Como vimos, na tentativa de se consolidar como uma possibilidade de explicação do trabalho docente, os trabalhos ligados à epistemologia da prática, tal como será detalhado mais adiante, enfatizam os aspectos experienciais do saber do professor. Contudo, sob nosso ponto de vista, este saber não é exclusivamente pragmático e tal ênfase não significa desconsiderar os demais saberes mas, sim, uma tentativa de mostrar que o saber docente não é simples transferência de teorias para prática. Como alertam Gauthier et al. (2006, p. 24), mesmo que os saberes experienciais ocupem um lugar privilegiado no conjunto de saberes que compõem o saber docente, isso não significa que este seja a “totalidade do saber docente”.

Por fim, acreditamos que toda produção intelectual, que visa explicitar e compreender determinado fenômeno, não pode desconsiderar o contexto de sua produção. Desta forma, mesmo não aceitando que a formação do professor não deva estar exclusivamente pautada na prática do professor, não podemos deixar de considerá-la. Acreditamos que os estudos de Tardif e de outros, que advogam em favor de uma formação mais prática, têm um papel importante. Acreditamos, juntamente com Gauthier et al. (2006, p. 24), que os saberes experienciais do professor devem ser “alimentado[s] e orientado[s] por um conhecimento anterior mais formal que pode servir de apoio para interpretar os acontecimentos e inventar soluções novas”.

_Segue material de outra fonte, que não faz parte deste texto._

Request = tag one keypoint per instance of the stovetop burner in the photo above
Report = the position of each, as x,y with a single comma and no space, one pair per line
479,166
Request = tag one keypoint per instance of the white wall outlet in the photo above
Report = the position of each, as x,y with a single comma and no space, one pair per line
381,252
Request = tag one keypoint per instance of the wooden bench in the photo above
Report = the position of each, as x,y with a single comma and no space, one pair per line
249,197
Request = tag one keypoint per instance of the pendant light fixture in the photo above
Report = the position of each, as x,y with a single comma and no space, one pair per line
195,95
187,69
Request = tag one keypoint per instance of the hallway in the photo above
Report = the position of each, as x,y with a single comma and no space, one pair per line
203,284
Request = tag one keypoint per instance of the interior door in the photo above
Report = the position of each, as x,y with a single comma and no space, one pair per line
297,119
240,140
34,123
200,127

Nos últimos anos, os estudos voltados a entender os saberes que os professores mobilizam no exercício de sua profissão têm se apresentado de forma bastante plural e com diferentes enfoques. Assim, é importante observarmos as diferenças existentes entre eles, bem como as diferentes tipologias e abordagens. Podemos observar que alguns autores enfatizam os saberes do professor a partir da sua relação com os conteúdos a serem ensinados, a exemplo de Shulman (1986); outros enfatizam os saberes advindos da experiência, a exemplo de Tardif (2002) e aqueles que defendam a necessidade da construção de uma teoria geral da pedagogia, a exemplo de Gauthier et al. (2006). Como podemos ver, mesmo tendo pontos em

comuns, que fazem com que seus estudos possam ser identificados como estudos sobre saberes docentes, cada autor apresenta pontos de distinção que precisam ser explicitados.